This conclusion, however, creates a fallacy of composition. While employment sensitivity to global markets may have less impact on domestic employment, trade wars affect a country’s exports and imports. This outcome is the central tenet of comparative advantage: produce where you possess an efficiency advantage and import everything else. The critical dimension of the argument involves substitute products and switching costs.


Exporting Excellence. America is a world leader in technology and advanced manufacturing. Naturally, its exports reflect this outcome (Exhibit 6). Capital and industrial goods are its largest export sectors, each accounting for one-third of the total. The threat is whether there are substitutes for these products.
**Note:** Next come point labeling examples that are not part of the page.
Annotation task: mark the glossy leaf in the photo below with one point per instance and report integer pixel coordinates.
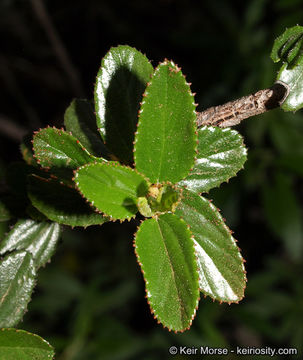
(221, 269)
(293, 78)
(26, 148)
(166, 140)
(289, 47)
(166, 254)
(120, 84)
(18, 344)
(59, 149)
(61, 203)
(80, 120)
(17, 278)
(38, 238)
(111, 188)
(221, 154)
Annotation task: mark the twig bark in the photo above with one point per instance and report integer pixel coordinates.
(233, 112)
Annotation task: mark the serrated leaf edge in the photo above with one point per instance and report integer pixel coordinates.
(91, 202)
(152, 310)
(176, 69)
(217, 211)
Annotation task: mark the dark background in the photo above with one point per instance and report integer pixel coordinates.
(89, 302)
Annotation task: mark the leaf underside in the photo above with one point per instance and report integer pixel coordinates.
(111, 188)
(221, 154)
(55, 148)
(165, 252)
(80, 120)
(120, 84)
(294, 79)
(18, 344)
(166, 139)
(288, 47)
(17, 278)
(37, 238)
(61, 203)
(221, 270)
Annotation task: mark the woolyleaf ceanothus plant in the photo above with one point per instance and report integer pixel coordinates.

This is the first concern: about 40% of the industrial category is petroleum products with minimal switching costs. Further, semiconductors, telecom, and electric appliances lead the capital goods category. While these latter products have high switching costs, substitutions do exist. Critically, these sectors are more straightforward to focus upon for targeted responses.

 

Exhibit 6. Export Value by Sector ($ Billions)

Source: U.S. Bureau of Economic Analysis, retrieved from FRED, Federal Reserve Bank of St. Louis.
Source: U.S. Bureau of Economic Analysis, retrieved from FRED, Federal Reserve Bank of St. Louis.

 Business services are a significant export component, yet fungible on the world market. While food is a strategic resource, there are close substitutes on the global market. These varying categories highlight the challenge for America in a trade war: there are either substitute products or low switching costs for their material exports. While the lower relative employment in these sectors makes the impact less burdensome, it does enable American trade competitors to make targeted countermeasures that are less impactful to them. Precision may trump power in this instance.


Import Importance. Imports are about a third larger than exports and led by Capital and Consumer goods (Exhibit 7). The American trade deficit is primarily a function of these two categories. In contrast, services and industrial goods run at a surplus, highlighting the risk of a trade war. The degree of price sensitivity and substitute products for consumer goods will determine the degree of effectiveness of tariffs. The trouble is that there are no close domestic substitutes after decades of outsourcing.

 

Exhibit 7. Import Value by Sector ($ Billions)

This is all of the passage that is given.